Hanging on the cross, crucified now, he is still hit with words. This time words that mock him. Now his own words and actions are thrown back in his face. He saved others, he trusted in God, God should deliver him. Where is his is relationship with God now? Here is the king and look how powerless he is. What is said in mockery is true in one sense but the words are misunderstood. The words like this could hurt you and I when we are misunderstood, when our identity and message is thrown back in our face. But then slowly it comes to us that the truth of the words is found in that very crucified one.
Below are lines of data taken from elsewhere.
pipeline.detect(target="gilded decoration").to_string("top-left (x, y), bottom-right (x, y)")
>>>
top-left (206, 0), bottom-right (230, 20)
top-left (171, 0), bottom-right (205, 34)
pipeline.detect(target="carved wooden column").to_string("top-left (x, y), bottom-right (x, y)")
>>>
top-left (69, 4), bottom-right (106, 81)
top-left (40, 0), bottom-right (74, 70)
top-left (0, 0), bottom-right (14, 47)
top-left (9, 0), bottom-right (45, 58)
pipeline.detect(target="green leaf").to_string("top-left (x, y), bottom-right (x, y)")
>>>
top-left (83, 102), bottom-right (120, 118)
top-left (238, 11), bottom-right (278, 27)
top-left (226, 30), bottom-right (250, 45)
It is the cross and the crucifixion that fill these words with their true meaning.

In these pandemic days when being cut off, being alone feeling isolated is felt by so many, in these days we also hear this story of Jesus Passion. In it we hear how his dying encompassed precisely the death of relationships as well as the pain of physical suffering. If we are honest with what we read and hear, the evangelist devotes considerable energy to the death of relationships, the fracture of words, the misuse of words as part of the death story, as part of the Passion, as part of suffering.
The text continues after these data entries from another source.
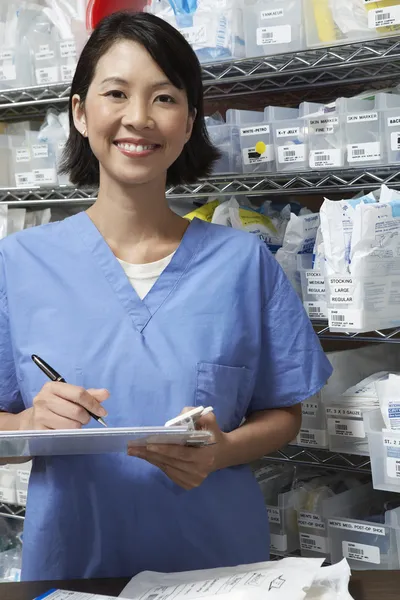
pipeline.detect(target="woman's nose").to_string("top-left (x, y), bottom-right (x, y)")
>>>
top-left (122, 101), bottom-right (154, 131)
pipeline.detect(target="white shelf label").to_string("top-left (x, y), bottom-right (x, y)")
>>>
top-left (300, 533), bottom-right (329, 554)
top-left (60, 40), bottom-right (76, 58)
top-left (242, 145), bottom-right (274, 165)
top-left (297, 511), bottom-right (325, 531)
top-left (15, 148), bottom-right (31, 162)
top-left (179, 25), bottom-right (207, 45)
top-left (347, 142), bottom-right (381, 163)
top-left (35, 67), bottom-right (59, 85)
top-left (301, 402), bottom-right (318, 417)
top-left (61, 65), bottom-right (76, 82)
top-left (347, 112), bottom-right (378, 123)
top-left (240, 125), bottom-right (270, 136)
top-left (267, 506), bottom-right (281, 525)
top-left (328, 519), bottom-right (386, 535)
top-left (342, 542), bottom-right (381, 565)
top-left (326, 406), bottom-right (363, 419)
top-left (328, 308), bottom-right (362, 329)
top-left (33, 168), bottom-right (57, 183)
top-left (278, 144), bottom-right (306, 164)
top-left (328, 418), bottom-right (365, 438)
top-left (388, 116), bottom-right (400, 127)
top-left (276, 127), bottom-right (300, 137)
top-left (15, 171), bottom-right (35, 187)
top-left (390, 131), bottom-right (400, 151)
top-left (310, 148), bottom-right (343, 169)
top-left (368, 5), bottom-right (400, 29)
top-left (0, 65), bottom-right (17, 81)
top-left (270, 533), bottom-right (287, 552)
top-left (256, 25), bottom-right (292, 46)
top-left (260, 8), bottom-right (285, 19)
top-left (32, 144), bottom-right (49, 158)
top-left (303, 301), bottom-right (328, 319)
top-left (296, 427), bottom-right (328, 448)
Yet we also see how the death of human relationships only makes the one relationship Jesus has stand out more clearly. Filled with sorrow and distress, he calls out the one name he can and takes his position in that name: Father. In that name he pours out his heart and his sorrow. He pours out his fear of what lies ahead…take this cup from me. But each time, and we hear it three times, he will not give the final word on his life. That he leaves to his Father. He will keep the Father’s word even if it means drinking the cup.

In the midst of the passion and from the cross itself, there is one relationship that remains steadfast for him and he to it: namely Father. The cry from the cross, My God, My God…is not a cry of despair. It is the cry of every person who has come to their limits and only has faith in “My God” left. These are not words thrown to the air. They are words from a pained heart of humanity clinging to the only relationship left, the invisible but real Father. And this is relationship that the foreign, occupying soldiers see and hear in these events of death and so it leads them to declare: “This is God’s son.”

On this Sunday of the Passion heard in our own days when we seem to be at a loss and all is spinning around us, we have a witness in a dying man of where we must turn and to whom we can speak. For the trust we have in Our Father will lead, in his day and time, to something new, something right now beyond our imagining but quite possible. Possible because it will be rooted, as Jesus’ death teaches us, “in his will.” For God’s son, loving faithfulness on both sides led to resurrection. It will for us too when we enter into the Paschal Mystery these days of 2020.